Wednesday, July 27, 2011

Review: In Stitches by Anthony Youn, M.D.

Tony was raised to be a doctor. His parents would except nothing less. Growing up as one of two Asian-American kids in a small town wasn't easy. Neither was medical school. In Stitches is a lighthearted memoir about Tony's progression from awkward child to confident doctor. 

The first of five parts covers Youn's premed years: birth-college. He recounts many failed attempts at gaining a girlfriend. The rejections begin piling up. Like most kids, he struggles with his looks and as his jaw juts out it sabotages his lustful ambitions. The text focuses on his attempts to score and until he finds a steady girlfriend the story is more about chasing skirts than becoming a doctor. About a third of the way through, once Youn finds said girl, the text focused much more on his medical school days which was what kept my attention. For all the emphasis on finding a girlfriend I would have liked a bit more about their relationship. We really don't know anything about her.

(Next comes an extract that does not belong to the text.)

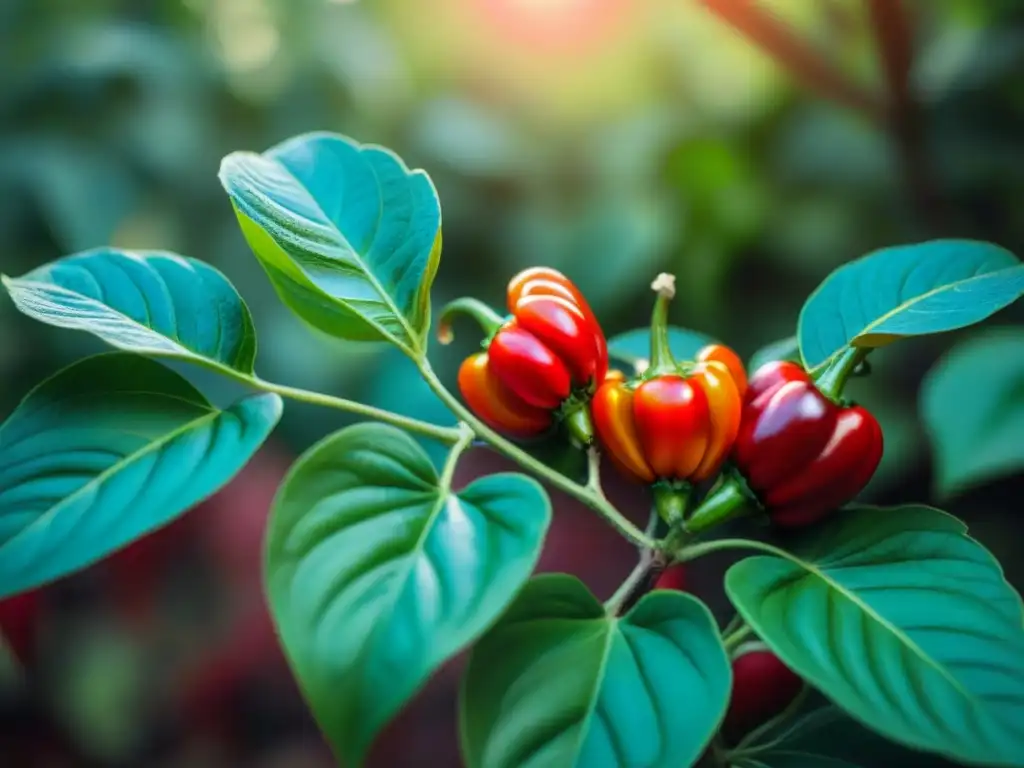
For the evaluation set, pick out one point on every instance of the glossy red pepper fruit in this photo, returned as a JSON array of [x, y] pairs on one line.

Things get dicey and interesting in part 4, "Third Year," where Youn recounts the "highlights" of clinical rotations. He encounters interns from hell, detached cool-as-a-cucumber doctors, horrible trauma and quirky surgeons. Tony is drawn to plastic surgery and ends his last year in school working with plastic surgeons around the country. 

Youn tells the story as one looking back, who's breathed a sigh of relief that those grueling years of med school are behind him. One can only imagine what a current medical student might write -- a whoa-is-me type of journal. But Youn's memoir is light and funny. This text counts towards to the POC Reading Challenge!

Publisher: Gallery Books, 2011     Pages: 271     Written with Alan Eisenstock
Rating: 3.5 Stars     Source: Won from Crazy-for-Books. Thanks, Jen!